Rot-Grün schützt die Fleischmafia

Als vor zwei Jahren Dioxin in belgischen Geflügelprodukten gefunden wurde, handelte die Regierung schnell über Nacht wurden alle entsprechenden Waren aus den Kaufhausregalen und den Lagerhäusern entfernt. Auch bei BSE ging das sehr schnell als es sich um britisches Rind handelte.

Angesichts der Schwierigkeiten die Verseuchung von Fleisch durch BSE zweifelsfrei nachzuweisen, war das genau die richtige Handlung. Wenn es Bundeskanzler Gerhard Schröder wirklich ernst damit wäre, den Verbraucherschutz "von der Ladentheke aus" zu betreiben, dann müsste er heute sofort alle Rindfleischprodukte aus den Regalen nehmen lassen.

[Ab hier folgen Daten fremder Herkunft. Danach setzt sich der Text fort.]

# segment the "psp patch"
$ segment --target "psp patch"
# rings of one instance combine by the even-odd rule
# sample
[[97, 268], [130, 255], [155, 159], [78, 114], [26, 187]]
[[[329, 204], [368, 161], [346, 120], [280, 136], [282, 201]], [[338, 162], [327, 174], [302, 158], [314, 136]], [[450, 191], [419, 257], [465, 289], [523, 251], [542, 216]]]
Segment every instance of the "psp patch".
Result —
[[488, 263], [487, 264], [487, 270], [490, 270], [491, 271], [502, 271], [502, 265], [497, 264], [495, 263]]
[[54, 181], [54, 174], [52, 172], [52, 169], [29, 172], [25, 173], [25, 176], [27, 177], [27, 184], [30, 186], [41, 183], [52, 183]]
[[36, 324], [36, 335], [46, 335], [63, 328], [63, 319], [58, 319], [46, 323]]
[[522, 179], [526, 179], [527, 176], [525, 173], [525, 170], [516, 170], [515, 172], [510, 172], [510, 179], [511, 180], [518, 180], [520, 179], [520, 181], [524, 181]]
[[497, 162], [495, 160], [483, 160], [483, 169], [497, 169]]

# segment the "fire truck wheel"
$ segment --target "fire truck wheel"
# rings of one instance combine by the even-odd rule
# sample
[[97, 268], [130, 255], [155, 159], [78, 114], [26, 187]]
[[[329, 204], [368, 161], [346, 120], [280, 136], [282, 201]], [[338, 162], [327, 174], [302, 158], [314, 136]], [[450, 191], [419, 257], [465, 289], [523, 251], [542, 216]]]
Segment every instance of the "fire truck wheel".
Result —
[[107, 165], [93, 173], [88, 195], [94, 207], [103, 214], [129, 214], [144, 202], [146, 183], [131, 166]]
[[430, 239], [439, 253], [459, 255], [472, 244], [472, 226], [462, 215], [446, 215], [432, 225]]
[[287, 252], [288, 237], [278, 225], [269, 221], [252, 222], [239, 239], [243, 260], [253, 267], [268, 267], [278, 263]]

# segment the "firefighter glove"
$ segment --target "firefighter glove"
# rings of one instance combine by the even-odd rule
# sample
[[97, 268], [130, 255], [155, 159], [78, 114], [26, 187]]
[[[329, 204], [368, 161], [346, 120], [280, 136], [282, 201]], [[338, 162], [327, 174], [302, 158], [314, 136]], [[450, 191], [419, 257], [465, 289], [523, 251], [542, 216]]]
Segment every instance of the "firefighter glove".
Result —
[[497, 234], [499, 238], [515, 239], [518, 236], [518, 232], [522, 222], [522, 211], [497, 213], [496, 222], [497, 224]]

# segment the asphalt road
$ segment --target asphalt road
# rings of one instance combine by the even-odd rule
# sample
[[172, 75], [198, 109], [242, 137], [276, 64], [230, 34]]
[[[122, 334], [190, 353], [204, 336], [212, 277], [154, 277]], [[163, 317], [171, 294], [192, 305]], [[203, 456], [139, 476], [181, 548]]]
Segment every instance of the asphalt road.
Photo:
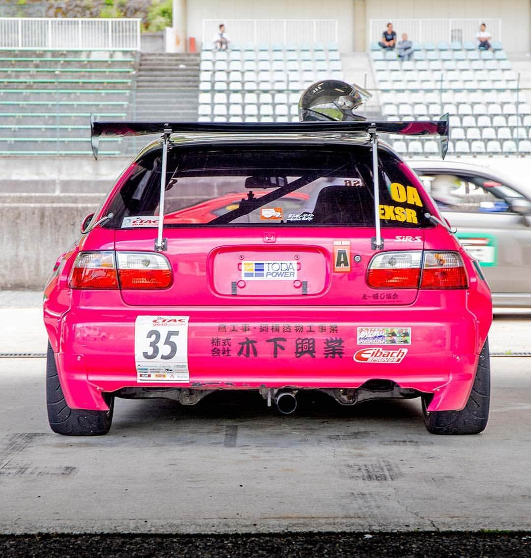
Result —
[[[44, 351], [38, 312], [0, 310], [0, 352]], [[530, 326], [498, 319], [491, 348], [529, 350]], [[531, 358], [492, 359], [475, 436], [429, 434], [418, 400], [307, 394], [279, 416], [229, 393], [118, 400], [107, 436], [64, 437], [48, 427], [45, 364], [0, 359], [1, 533], [531, 530]]]

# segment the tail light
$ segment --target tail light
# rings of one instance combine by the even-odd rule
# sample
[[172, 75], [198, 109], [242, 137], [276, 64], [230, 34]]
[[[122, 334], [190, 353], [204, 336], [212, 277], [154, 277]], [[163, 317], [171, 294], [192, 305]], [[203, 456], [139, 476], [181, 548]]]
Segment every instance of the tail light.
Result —
[[80, 252], [70, 273], [73, 288], [118, 288], [114, 252]]
[[[466, 288], [461, 256], [453, 252], [388, 252], [375, 256], [367, 282], [373, 288]], [[419, 285], [420, 287], [419, 287]]]
[[122, 288], [166, 288], [171, 285], [170, 262], [162, 254], [118, 252], [116, 255]]
[[375, 256], [367, 277], [373, 288], [418, 288], [421, 252], [388, 252]]
[[461, 256], [455, 252], [427, 252], [421, 288], [466, 288], [468, 277]]
[[162, 254], [82, 252], [74, 262], [70, 285], [73, 288], [165, 288], [172, 279], [170, 263]]

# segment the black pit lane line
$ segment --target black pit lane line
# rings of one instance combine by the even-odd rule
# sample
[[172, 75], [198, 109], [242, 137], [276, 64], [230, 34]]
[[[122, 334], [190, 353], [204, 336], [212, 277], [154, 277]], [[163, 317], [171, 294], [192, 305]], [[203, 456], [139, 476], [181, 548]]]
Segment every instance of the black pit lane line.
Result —
[[520, 558], [531, 556], [531, 531], [0, 535], [0, 556]]

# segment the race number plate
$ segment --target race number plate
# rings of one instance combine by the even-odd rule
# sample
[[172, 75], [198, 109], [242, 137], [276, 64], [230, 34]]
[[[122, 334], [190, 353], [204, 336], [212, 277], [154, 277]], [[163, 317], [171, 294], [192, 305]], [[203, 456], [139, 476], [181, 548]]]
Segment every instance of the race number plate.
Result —
[[134, 323], [137, 381], [190, 381], [189, 316], [138, 316]]

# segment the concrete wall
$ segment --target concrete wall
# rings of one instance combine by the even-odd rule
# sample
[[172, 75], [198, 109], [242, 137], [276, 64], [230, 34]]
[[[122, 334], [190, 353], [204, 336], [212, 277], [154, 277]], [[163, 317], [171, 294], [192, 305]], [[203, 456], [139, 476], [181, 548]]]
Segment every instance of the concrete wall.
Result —
[[366, 0], [367, 21], [385, 18], [499, 18], [502, 20], [499, 39], [506, 51], [529, 52], [529, 0]]
[[[365, 50], [370, 19], [386, 18], [500, 18], [500, 39], [509, 52], [529, 52], [531, 47], [529, 0], [174, 0], [180, 35], [202, 39], [204, 19], [337, 19], [339, 43], [343, 52]], [[178, 8], [178, 9], [177, 9]], [[184, 15], [186, 15], [185, 16]], [[184, 21], [184, 19], [186, 21]], [[227, 29], [230, 34], [230, 29]], [[232, 39], [238, 41], [238, 37]], [[181, 44], [181, 46], [184, 46]]]

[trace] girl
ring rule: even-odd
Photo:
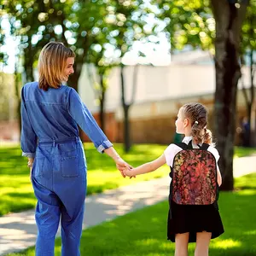
[[[183,140],[187,145],[191,143],[193,148],[199,148],[204,143],[212,144],[212,133],[207,129],[207,113],[205,107],[200,103],[188,103],[178,111],[175,122],[176,131],[184,134]],[[205,144],[204,144],[205,145]],[[155,171],[164,164],[172,168],[175,155],[183,148],[176,144],[171,144],[164,154],[152,162],[146,163],[132,170],[125,170],[125,174],[130,177]],[[209,146],[216,163],[219,154],[215,148]],[[213,158],[213,160],[214,160]],[[172,177],[172,171],[170,173]],[[222,179],[217,166],[217,181],[221,185]],[[171,183],[171,188],[172,181]],[[188,255],[188,243],[196,241],[195,256],[208,255],[208,247],[211,238],[219,236],[224,233],[220,215],[216,205],[181,205],[169,197],[170,210],[167,224],[168,240],[175,241],[175,256]]]
[[[39,56],[39,81],[25,84],[21,90],[22,155],[28,157],[38,199],[37,256],[54,255],[61,217],[61,255],[80,255],[87,167],[79,125],[100,153],[113,158],[123,176],[123,168],[130,168],[78,93],[61,84],[73,73],[74,56],[61,43],[47,44]]]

Aber jetzt, wo es sich um deutsches Rind handelt, macht die Bundesregierung alles, um die Fleischmafia zu schützen. Von der Rücknahme aller Rindfleischprodukte ist keine Rede mehr.

Während uns der Fleischlobbyverein CMA auf riesigen Plakatwänden erzählt, wie sicher deutsches Rind angeblich sei, spricht die neue Landwirtschaftsministerin Künast von flächendeckenden BSE-Schnelltests bei geschlachteten Rindern.

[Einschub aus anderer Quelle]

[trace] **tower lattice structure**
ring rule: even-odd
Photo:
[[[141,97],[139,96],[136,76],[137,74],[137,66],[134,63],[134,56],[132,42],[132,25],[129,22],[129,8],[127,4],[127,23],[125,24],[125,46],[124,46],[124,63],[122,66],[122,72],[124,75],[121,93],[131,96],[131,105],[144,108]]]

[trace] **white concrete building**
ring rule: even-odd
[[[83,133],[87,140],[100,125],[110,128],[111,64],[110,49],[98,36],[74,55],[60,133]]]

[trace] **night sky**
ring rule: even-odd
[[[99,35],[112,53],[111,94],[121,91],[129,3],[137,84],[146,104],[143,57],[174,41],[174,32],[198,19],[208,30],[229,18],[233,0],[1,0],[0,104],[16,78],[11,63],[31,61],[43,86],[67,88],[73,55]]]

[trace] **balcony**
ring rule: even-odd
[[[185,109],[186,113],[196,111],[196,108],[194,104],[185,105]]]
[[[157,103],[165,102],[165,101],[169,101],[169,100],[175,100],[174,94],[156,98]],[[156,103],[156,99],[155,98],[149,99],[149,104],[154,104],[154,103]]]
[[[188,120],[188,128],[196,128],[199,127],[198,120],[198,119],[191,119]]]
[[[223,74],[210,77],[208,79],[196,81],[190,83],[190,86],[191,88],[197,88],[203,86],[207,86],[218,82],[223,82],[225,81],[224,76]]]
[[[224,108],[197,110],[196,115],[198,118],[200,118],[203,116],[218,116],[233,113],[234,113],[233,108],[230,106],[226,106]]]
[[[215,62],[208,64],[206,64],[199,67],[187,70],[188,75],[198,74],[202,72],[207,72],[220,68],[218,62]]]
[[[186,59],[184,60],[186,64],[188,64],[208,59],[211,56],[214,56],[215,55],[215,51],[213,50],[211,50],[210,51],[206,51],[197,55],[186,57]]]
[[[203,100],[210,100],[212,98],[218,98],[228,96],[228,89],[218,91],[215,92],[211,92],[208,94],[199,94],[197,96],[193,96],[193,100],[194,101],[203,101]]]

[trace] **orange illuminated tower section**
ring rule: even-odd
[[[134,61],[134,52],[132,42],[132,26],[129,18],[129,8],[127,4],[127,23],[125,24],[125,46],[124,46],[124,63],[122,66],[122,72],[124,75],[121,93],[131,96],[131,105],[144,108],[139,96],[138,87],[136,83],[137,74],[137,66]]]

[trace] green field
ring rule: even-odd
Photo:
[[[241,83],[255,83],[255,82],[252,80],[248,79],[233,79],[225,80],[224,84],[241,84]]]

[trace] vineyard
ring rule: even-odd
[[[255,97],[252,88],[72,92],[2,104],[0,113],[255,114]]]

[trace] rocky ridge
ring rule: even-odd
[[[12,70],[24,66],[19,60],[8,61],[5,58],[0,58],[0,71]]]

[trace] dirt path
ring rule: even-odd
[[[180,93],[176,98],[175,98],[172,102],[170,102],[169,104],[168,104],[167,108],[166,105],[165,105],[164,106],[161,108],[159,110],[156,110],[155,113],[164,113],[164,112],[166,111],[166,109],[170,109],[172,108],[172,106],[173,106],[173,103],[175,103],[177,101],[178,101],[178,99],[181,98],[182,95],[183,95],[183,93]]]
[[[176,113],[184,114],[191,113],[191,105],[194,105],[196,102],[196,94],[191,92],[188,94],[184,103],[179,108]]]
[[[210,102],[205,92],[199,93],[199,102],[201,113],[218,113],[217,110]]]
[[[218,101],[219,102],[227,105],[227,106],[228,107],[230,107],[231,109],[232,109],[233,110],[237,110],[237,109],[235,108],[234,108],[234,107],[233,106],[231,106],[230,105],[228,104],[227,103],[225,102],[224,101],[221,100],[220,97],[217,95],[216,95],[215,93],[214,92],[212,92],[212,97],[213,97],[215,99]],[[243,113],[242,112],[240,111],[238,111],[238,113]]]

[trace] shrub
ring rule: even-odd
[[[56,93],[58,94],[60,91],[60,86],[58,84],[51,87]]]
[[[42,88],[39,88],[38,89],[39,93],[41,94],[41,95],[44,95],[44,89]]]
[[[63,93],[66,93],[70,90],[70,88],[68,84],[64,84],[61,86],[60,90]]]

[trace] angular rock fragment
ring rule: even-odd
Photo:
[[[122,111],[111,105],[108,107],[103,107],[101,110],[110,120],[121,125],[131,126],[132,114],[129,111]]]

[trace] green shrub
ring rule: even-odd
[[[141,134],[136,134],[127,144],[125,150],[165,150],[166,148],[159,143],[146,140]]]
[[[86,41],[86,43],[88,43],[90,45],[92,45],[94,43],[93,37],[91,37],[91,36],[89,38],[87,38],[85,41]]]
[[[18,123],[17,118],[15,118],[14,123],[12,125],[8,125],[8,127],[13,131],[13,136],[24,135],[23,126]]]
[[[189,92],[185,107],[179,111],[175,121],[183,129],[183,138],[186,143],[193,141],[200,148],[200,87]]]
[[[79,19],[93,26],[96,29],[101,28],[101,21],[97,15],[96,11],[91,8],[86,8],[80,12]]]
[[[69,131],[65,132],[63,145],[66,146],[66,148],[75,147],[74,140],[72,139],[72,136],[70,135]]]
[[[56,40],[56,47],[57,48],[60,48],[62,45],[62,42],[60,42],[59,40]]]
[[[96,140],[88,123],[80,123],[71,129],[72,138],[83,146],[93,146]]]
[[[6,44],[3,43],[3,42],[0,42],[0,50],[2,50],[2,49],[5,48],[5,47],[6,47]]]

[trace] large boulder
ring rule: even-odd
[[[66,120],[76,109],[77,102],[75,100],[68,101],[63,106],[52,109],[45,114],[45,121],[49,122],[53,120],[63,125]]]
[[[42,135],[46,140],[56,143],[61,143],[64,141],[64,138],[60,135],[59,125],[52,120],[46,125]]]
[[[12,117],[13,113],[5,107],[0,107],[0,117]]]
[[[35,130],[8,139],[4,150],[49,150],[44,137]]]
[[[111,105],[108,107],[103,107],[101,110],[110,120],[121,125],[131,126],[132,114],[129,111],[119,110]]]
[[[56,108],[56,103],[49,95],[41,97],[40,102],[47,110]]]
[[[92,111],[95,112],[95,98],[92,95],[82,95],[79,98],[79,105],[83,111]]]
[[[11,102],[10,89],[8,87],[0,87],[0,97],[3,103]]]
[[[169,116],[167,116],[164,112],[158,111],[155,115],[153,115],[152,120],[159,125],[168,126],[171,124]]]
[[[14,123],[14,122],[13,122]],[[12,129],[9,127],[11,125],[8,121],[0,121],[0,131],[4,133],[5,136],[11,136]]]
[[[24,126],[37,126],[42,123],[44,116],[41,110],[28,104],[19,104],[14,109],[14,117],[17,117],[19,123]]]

Das ist die Fortsetzung der Politik, die die Umweltstiftung Euronatur als "legale Verbrauchertäuschung" bezeichnete. Denn die Tests gaukeln eine Sicherheit vor, die es nicht gibt.

Erst wenn sich eine genügende Anzahl der BSE-Erreger, der sogenannten Prionen, im Tier gebildet hat und das kann Jahre dauern können die Tests sie entdecken. Aber auch wenn die Krankheit noch nicht nachweisbar ist, ist sie ansteckend.

Je jünger die Rinder sind, desto unwahrscheinlicher wird es, BSE nachweisen zu können, selbst wenn das Tier erkrankt ist. Aber je jünger das Rind, um so saftiger das Fleisch die getesteten Tiere über 30 Monate eignen sich nur für Wurst. Was als Fleisch auf der Theke liegt, kann auch nach BSE-Test nicht als sicher BSE-frei gelten.

Renate Künast brachte ihre Politik auf den Punkt: "Die Leitlinie ist, das Vertrauen der Verbraucher zurückzugewinnen." Profite sind ihr wichtiger als Menschenleben.

Das wird auch an anderen Punkten deutlich. Die Regierung kauft 400.000 Rinder auf nicht etwa um uns zu schützen, sondern um die Fleischpreise hoch zu halten.

Die große Debatte findet jetzt darüber statt, ob die Rinder verbrannt oder exportiert werden sollen. Über die Futtermittelhersteller, die aus Profitgier illegal Tiermehl ins Futter gemischt und damit zur BSE-Katastrophe beigetragen haben, schweigt die Regierung.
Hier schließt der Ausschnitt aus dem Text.